If implemented, this policy will have devastating effects on approximately one million students nationally, and significant numbers of UMN students, indeed some of the very best students in our department and the University. Considering that international students pay exorbitant tuition fees, this policy will also hurt the University in substantial ways, especially during this pandemic when the University is facing a financial crisis. Several universities such as Harvard and MIT have filed lawsuits against DHS in response to this policy.
We call on ICE to rescind this decision and to release all conditions on face-to-face instruction for F1 and M1 visa holders until COVID-19 vaccines and treatment are widely available and freely accessible.
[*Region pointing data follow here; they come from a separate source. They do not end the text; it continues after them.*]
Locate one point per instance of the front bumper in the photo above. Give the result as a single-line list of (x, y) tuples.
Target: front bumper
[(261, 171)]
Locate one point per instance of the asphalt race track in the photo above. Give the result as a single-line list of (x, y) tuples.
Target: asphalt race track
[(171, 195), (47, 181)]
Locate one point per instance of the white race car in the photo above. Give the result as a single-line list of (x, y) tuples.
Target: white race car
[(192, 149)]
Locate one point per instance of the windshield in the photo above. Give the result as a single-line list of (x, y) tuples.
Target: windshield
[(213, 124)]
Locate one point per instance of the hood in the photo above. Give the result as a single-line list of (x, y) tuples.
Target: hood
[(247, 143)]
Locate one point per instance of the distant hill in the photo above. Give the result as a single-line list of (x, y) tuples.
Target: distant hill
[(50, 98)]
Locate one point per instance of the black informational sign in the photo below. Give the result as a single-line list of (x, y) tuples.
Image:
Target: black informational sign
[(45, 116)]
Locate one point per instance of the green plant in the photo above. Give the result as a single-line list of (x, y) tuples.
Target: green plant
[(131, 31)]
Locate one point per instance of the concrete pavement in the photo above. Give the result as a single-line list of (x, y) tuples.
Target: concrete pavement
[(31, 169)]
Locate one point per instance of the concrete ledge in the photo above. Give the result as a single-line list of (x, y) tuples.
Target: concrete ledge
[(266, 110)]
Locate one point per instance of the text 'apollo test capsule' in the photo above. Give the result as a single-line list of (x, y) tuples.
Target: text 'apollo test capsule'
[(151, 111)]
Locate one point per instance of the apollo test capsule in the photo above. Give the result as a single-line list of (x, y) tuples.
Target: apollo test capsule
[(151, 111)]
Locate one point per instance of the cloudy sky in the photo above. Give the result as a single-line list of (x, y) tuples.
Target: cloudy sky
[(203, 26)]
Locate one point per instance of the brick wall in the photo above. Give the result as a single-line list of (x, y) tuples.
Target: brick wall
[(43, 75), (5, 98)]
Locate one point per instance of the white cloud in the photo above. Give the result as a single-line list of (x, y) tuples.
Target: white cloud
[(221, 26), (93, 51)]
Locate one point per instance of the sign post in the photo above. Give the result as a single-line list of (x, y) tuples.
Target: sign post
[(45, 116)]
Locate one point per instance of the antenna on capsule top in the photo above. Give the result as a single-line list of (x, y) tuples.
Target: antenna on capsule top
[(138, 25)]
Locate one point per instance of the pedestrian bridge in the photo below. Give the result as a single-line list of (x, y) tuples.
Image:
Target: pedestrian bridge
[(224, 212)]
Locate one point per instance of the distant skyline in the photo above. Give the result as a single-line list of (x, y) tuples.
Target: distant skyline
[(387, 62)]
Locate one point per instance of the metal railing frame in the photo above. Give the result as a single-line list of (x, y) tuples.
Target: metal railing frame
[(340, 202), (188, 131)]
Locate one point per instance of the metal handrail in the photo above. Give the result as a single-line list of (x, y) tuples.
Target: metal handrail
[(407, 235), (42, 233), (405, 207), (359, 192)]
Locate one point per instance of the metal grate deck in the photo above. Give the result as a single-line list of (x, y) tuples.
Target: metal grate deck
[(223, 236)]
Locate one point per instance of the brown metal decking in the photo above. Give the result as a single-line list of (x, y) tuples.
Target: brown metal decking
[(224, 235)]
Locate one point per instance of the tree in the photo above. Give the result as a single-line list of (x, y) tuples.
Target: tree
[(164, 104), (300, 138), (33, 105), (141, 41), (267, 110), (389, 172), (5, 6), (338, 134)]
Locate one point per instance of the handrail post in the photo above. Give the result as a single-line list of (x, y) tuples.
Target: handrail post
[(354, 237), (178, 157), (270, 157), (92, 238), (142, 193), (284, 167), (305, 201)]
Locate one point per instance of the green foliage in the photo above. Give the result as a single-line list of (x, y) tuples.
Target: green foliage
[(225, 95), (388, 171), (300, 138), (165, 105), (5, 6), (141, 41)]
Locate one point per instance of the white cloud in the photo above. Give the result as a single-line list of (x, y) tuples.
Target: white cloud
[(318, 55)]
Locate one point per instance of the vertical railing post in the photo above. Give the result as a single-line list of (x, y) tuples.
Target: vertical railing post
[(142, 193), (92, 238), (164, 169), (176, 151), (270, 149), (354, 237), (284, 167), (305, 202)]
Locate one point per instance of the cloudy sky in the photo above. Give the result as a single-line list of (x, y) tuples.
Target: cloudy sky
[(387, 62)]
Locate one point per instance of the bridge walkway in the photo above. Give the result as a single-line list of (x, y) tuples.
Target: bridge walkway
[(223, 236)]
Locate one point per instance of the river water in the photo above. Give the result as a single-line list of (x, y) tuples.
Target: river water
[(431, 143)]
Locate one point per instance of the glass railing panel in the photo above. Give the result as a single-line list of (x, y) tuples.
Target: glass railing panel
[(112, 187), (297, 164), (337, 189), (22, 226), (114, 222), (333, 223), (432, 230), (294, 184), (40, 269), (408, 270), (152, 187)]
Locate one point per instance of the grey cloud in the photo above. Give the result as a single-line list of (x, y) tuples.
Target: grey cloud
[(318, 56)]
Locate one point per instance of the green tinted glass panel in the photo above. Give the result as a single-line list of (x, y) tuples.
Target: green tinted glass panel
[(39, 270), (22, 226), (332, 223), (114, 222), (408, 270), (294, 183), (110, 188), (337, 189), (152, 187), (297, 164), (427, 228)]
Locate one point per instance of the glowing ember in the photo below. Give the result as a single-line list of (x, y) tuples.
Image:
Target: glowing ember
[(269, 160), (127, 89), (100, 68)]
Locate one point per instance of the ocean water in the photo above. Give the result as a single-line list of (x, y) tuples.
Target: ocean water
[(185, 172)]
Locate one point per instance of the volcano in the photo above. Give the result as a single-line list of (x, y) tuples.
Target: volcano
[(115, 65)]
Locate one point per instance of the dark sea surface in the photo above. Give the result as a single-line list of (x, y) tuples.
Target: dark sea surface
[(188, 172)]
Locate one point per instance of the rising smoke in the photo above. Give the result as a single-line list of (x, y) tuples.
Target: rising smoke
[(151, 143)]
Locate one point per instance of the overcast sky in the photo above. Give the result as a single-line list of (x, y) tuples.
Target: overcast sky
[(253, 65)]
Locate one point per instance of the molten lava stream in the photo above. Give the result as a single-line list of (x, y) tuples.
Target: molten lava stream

We additionally call on President Gabel and the university administration to do the same, and demand that all university entities, including that the UMPD refuse to comply with ICE and any further xenophobic policies initiated by the Department of Homeland Security. Since 2017, the University has publicly stated that it is a sanctuary campus and this commitment must include: protecting all students; challenging this ruling via legal, administrative, and other avenues; and supporting international students who are living with great uncertainties. We also call on all universities to move teaching online in the fall 2020 semester in order to reduce the transmission of COVID-19 and to protect those communities within our universities who are most vulnerable to COVID-19, including international students and their families. We ask that President Gabel move quickly on this matter so that the University of Minnesota can model to other institutions what it means to be a sanctuary campus at a xenophobic and hateful time such as this.